A similar strategy could be used to replace the cells lost from stroke. Current stem cell therapies, which target the tissue next to the stroke site, have failed because of poor survival and may cause more damage to the fragile, recovering tissue. A way around this is to implant stem cells directly into the cavity itself. But as S. Thomas Carmichael of the David Geffen School of Medicine at the University of California, Los Angeles, explained, the cavity is filled with inflammatory molecules and dead tissue. “It’s a very hostile environment to put cells in, and yet it’s an ideal target because it’s a cavity and you could fill it with a large volume of cells,” he said.

To help support the cells and ensure their integration, Carmichael implanted neural stem cells in a hydrogel matrix made of naturally occurring molecules that promote survival. A week after mice underwent strokes, either stem cells within the hydrogel or stem cells alone were injected into the stroke cavities. When surrounded by the hydrogel, more stem cells survived and differentiated into mature cells. The hydrogel also recruited new blood vessels into the cavity, helping to further restore and rebuild the injured area.
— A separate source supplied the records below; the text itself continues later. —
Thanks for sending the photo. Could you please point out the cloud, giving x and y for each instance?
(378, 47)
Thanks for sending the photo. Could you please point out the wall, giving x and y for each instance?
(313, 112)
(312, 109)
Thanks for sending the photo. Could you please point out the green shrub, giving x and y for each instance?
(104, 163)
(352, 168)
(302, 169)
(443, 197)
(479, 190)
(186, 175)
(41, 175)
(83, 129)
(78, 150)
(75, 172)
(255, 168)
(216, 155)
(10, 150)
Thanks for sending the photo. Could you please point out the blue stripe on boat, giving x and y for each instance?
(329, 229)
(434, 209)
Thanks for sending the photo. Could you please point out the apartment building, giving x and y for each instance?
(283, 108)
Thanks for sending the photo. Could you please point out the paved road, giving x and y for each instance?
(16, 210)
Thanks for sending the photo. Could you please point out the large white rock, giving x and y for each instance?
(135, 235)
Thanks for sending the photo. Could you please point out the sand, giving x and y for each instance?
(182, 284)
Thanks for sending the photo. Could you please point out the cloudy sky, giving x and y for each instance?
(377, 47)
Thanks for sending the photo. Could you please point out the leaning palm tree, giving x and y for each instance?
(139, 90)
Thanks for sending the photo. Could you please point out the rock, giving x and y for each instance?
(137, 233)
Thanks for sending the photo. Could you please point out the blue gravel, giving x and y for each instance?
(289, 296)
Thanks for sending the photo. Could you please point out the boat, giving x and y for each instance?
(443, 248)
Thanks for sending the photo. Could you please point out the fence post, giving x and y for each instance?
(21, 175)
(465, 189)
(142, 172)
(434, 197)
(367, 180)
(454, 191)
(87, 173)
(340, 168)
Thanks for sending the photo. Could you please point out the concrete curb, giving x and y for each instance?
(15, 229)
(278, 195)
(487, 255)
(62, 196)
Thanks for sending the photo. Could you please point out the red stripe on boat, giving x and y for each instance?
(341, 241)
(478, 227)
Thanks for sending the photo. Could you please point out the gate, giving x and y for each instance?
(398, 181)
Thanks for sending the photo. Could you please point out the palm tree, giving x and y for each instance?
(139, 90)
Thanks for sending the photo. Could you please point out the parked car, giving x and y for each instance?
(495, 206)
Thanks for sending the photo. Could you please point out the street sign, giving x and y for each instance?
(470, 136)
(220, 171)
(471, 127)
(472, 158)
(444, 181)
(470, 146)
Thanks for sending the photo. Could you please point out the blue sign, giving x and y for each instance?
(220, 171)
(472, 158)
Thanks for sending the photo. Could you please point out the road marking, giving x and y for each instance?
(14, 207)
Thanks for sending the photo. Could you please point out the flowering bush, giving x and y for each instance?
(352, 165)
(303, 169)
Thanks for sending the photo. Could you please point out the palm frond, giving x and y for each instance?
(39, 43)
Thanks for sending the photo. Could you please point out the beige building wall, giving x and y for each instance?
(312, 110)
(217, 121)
Luis Pereira de Almeida of the University of Coimbra in Portugal wondered whether transplantation of stem cells might also be a possible therapy for Machado-Joseph disease. Also known as spinocerebellar ataxia type 3, the disease is a genetic disorder that causes problems with voluntary movements, speaking, and swallowing, and is characterized by protein aggregates and neuronal loss in the cerebellum, brainstem, and striatum.

Pereira de Almeida derived neural stem cells from healthy mice without the genetic mutation and implanted them into the cerebellums of adult Machado-Joseph disease mice. Mice that received the healthy cells outperformed mice without the new cells on various tests of motor coordination. Additionally, pathological signs of the disease, such as protein aggregates, inflammation, and the loss of cerebellar Purkinje cells, decreased following implantation. Although Machado-Joseph disease is rare, the success of this strategy sparks hope for the success of similar treatments in other disorders.

Even as each presenter focused on a particular disease, the success of their strategies will affect researchers fighting a wide variety of disorders. As Roskams noted, “There are many ways in which stem cell research can advance how we make brain repair a reality.”